I don’t think it’s Murphy’s Law so much as it is the need for fresh oxygen to stir up new thoughts, creating opportunities to observe and notice new things. Up here in my office, in spite of all the windows, the view doesn’t really change all that much: The desk is a mess. The floor is lined with throw pillows and crates of books and yarn. Usually there’s a few blocks or toys scattered all over. And out the window, trees are trees.
But…not really. It’s spring and the leaves are unfurling outside. The aspens are covered in millions of pale green stars that flash and twinkle in the breeze. Sometimes the sky is classically blue, but on this day it was cloudy and dramatic, steel grey, shot through with shafts of sunlight against chartreuse new leaves. My favorite. Or one of my favorites, at least.
And there, noticing life around me, I have a few sentences to write about. They string together and start to accumulate into something substantial.
That night I drove to Bible study, and prayer came the same way as I sat and stared, driving down the highway. It came out in small phrases, thinking of what we needed for the night: Good conversation. No one feeling awkward or out of place. Everyone to be at ease, comfortable in their own skin. More concerned with encouraging each other than with impressing each other.
Sometimes they were real sentences, and sometimes they were just one-second thought prayers: Safe driving. Peace in hearts. Healing. Truth. Just sentence fragments, because God knows how to fill in the blanks better than I do.

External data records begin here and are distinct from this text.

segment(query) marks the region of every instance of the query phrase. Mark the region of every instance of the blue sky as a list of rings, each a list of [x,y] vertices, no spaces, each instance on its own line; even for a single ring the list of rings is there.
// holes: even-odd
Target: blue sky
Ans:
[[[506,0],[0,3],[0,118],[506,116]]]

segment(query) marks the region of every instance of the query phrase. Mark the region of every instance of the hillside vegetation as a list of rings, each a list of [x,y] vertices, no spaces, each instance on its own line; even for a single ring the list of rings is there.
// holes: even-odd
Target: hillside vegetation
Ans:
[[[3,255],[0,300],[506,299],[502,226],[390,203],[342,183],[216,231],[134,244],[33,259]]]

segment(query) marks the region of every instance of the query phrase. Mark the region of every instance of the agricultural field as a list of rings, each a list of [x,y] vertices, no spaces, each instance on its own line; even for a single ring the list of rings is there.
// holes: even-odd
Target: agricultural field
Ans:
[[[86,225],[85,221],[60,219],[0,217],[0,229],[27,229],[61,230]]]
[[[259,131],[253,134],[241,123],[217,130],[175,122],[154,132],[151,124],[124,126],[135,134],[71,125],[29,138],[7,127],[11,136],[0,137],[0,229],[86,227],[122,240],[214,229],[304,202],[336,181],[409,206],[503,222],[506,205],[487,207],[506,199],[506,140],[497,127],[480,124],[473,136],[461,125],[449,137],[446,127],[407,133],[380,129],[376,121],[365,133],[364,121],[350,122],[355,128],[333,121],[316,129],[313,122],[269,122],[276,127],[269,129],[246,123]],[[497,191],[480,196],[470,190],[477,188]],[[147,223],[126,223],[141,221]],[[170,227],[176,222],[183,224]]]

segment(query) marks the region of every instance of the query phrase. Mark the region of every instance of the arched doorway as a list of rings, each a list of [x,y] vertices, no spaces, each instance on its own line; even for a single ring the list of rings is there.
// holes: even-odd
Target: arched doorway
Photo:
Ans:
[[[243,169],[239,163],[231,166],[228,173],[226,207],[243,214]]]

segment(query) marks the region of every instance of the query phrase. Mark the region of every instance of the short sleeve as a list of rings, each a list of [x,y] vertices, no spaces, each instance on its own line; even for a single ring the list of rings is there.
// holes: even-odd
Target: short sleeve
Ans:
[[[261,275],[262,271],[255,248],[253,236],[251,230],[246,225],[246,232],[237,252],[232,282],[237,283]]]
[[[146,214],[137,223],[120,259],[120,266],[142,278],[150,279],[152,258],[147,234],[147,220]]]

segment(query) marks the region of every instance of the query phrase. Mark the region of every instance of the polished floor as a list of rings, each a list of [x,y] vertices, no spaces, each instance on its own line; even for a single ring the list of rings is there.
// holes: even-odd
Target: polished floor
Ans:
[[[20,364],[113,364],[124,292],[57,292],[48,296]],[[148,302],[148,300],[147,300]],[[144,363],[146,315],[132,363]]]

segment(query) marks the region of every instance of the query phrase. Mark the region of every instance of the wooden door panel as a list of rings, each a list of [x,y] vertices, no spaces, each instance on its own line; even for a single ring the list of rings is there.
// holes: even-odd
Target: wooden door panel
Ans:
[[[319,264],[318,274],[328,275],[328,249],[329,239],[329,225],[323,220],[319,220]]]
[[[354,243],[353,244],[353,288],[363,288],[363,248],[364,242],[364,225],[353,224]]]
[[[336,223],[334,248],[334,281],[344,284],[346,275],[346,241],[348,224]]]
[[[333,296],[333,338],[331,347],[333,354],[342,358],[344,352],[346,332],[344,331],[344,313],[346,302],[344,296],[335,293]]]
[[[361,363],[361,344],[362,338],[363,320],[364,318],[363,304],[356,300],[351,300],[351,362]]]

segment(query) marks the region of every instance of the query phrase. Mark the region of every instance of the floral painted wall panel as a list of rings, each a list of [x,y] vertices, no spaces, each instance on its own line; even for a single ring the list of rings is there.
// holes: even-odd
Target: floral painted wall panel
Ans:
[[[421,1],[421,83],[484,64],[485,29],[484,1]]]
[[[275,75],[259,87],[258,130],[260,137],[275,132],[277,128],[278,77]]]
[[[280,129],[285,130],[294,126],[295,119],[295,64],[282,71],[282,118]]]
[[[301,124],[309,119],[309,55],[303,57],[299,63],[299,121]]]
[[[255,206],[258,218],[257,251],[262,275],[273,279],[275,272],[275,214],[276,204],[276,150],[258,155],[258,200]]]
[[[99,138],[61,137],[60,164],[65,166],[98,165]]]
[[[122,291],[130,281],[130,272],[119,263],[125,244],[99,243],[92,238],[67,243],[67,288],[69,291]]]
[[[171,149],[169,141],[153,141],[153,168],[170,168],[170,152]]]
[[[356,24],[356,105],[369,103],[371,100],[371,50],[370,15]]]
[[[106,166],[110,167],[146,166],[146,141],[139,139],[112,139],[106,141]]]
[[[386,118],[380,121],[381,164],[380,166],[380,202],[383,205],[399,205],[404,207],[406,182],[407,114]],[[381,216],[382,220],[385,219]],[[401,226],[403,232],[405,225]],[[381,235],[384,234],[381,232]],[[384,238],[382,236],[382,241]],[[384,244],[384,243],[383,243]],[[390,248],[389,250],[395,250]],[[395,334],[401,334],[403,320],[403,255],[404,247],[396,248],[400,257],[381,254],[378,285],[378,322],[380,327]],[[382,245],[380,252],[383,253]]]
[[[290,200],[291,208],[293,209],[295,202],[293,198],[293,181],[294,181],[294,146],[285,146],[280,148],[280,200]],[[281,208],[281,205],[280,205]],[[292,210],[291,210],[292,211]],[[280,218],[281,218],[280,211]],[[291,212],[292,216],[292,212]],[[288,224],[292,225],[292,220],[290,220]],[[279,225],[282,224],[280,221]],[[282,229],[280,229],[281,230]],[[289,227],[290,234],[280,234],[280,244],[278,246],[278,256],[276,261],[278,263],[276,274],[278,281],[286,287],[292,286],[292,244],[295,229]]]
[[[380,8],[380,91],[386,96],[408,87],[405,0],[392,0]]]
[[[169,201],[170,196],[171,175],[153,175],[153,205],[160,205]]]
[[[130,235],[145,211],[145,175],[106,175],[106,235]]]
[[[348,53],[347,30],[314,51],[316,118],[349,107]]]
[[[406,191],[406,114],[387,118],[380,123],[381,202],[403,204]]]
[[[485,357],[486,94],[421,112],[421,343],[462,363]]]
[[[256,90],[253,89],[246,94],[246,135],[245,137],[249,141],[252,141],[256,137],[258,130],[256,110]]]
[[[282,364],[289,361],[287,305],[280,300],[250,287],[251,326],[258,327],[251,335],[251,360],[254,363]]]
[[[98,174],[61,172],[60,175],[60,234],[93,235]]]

And I wondered about the weight of those instant prayers. Do they really do anything? They feel so effortless, just thoughts directed at God.
I turned off the highway and drove up the hill, noticing the patchy clouds in a grey sky. And His answer was right there: Some clouds are darker and heavier than others, some will drop rain sooner than others, but all carry a measure of water.
They all accumulate, contributing to the provision for those who are thirsty.
And, hey Love – answering prayer has never been about your efforts, anyway.
This is abiding, the thought-life directed Godward. Unpolished, unpretentious, unrehearsed. Our incomplete thoughts at scattered intervals, strung together and brought back to Him in surrender. Some of them are intercessory, filling the cloud for someone else. Others are internal, our own thoughts and concerns and desires, and they condense as Living Water that washes through us, irrigating our hearts, and bringing wholeness.
For as the rain and the snow come down from heaven
and do not return there but water the earth,
making it bring forth and sprout,
giving seed to the sower and bread to the eater,
so shall my word be that goes out from my mouth;
it shall not return to me empty,
but it shall accomplish that which I purpose,
and shall succeed in the thing for which I sent it.– Isaiah 55:10-11, ESV
That night in our small group of women, we sat around a long table with steaming tea in paper cups and discussed the book we’re reading together. And we’re learning so much just from the reading, but we go so much farther when we hear each other’s perspectives and questions. We ignite thoughts in each other we didn’t know were there if they hadn’t had the chance to come up in conversation.
We notice more when we put our thoughts in different places. I didn’t know I thought that, until I said it out loud.
I didn’t realize that was true until I typed it out.
On the way home, rain spattered the windshield and rinsed the highway. It soaked the ground, and the leaves will be bigger tomorrow.
I thought trees were trees – that is, until the sky changed color behind them and they shook in the breeze, demanding me to take notice.